While concern for documented vaccine-associated adverse events may contribute to vaccine hesitancy, concern for well-publicized but scientifically unsubstantiated claims of harms associated with vaccines has played a much greater role in modern vaccine hesitancy. Prominent among the current vaccine controversies today are concern about putative links between the development of autism and MMR (measles, mumps, rubella) vaccine, or between autism and vaccines containing the long-used ethyl mercury-based preservative, thimerosal. Widespread media coverage of subsequently discredited studies purporting to demonstrate a link between autism and MMR increased vaccine hesitancy, leading to reduced immunization rates in Great Britain, where the studies were conducted and first published, and prompting Congressional hearings in the United States (Wilson and Marcuse, 2001). Rigorous, systematic reviews of the evidence by scientific panels in multiple countries have failed to substantiate these claims. The US Institute of Medicine's Immunization Safety Committee's Review of Vaccines and Autism concluded (IOM, 2004):

The body of epidemiological evidence favors rejection of a causal relationship between the MMR vaccine and autism. The committee also concludes that the body of epidemiological evidence favors rejection of a causal relationship between thimerosal-containing vaccines and autism. The committee further finds that potential biological mechanisms for vaccine-induced autism that have been generated to date are theoretical only. Given the lack of direct evidence for a biological mechanism and the fact that all well-designed epidemiological studies provide evidence of no association between thimerosal and autism, the committee recommends that cost-benefit assessments regarding the use of thimerosal-containing versus thime-rosal-free vaccines and other biological or pharmaceutical products, whether in the United States or other countries, should not include autism as a potential risk.

These conclusions, however, have not served to fully reassure the American public about the safety of thimerosal as a vaccine preservative. In 2005, 22 states considered bills to ban the use of thimerosal-containing vaccines in children and pregnant women, with legislation being enacted in four of those states (Delaware, Illinois, Missouri, and New York) (AAP, 2005).

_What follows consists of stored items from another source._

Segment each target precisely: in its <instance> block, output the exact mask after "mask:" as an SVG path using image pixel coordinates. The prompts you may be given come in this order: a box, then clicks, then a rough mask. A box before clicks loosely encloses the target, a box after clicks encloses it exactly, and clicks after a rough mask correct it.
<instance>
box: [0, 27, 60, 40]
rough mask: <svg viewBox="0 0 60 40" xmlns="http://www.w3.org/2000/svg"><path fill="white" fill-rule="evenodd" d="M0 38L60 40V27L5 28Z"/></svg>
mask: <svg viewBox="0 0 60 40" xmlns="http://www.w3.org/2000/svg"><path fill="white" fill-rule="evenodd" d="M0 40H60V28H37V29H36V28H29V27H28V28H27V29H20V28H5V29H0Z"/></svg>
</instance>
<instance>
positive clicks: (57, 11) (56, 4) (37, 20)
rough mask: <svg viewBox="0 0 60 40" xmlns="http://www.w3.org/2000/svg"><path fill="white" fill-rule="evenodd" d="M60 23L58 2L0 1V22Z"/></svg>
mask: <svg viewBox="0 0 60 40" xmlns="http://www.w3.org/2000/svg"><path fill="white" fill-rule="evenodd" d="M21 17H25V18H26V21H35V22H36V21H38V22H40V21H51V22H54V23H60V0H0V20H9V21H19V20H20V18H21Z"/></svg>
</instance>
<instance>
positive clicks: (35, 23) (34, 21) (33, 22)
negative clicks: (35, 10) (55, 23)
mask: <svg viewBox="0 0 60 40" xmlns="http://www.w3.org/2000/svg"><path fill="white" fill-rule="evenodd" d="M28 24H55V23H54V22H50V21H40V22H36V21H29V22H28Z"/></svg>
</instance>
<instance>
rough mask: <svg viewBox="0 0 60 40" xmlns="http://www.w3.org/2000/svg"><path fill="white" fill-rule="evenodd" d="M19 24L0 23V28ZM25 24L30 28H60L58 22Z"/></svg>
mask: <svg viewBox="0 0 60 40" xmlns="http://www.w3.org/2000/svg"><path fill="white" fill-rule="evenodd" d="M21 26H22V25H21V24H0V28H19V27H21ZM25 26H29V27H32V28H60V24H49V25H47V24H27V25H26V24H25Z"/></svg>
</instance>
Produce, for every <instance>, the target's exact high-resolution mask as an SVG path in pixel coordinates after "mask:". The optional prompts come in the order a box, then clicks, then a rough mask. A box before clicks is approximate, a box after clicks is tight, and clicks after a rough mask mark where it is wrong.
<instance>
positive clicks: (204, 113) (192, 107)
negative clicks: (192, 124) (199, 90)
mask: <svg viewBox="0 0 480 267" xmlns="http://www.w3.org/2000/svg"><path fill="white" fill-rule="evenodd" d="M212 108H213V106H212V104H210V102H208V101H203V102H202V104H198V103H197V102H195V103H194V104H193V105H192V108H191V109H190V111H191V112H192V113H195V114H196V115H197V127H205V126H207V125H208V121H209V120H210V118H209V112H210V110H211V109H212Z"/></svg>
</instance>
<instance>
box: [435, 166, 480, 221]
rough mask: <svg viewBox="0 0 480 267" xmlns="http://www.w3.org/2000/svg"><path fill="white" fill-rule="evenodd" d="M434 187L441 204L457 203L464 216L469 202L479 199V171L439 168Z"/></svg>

Reports of the associations between MMR and autism, and thimerosal and autism, were rapidly disseminated worldwide by the media and the Internet. Today the flow of scientific information often circumvents the process of peer review and its attendant scientific scrutiny, leading to widespread public awareness of preliminary findings or even hypotheses before they have been replicated or substantiated. Media attention to case reports of adverse events following immunization contributes to public misunderstanding of the difference between a temporal and a causal association. The standards for proof in the legal system differ from those in science, resulting in findings against vaccines that are not supported by the scientific evidence but nonetheless exert a powerful influence in the court of public opinion and in legislatures. When these perceptions result in a substantial proportion of the community becoming hesitant to follow a recommendation to vaccinate, the risk to the public health may be great as decline in immunization coverage results in vaccine-preventable disease outbreaks and deaths (Levine and Levine, 1997; Kane, 1998). Public health authorities must balance the protection of the public health and the protection of individual liberty, including the right to refuse vaccination (Feudtner and Marcuse, 2001).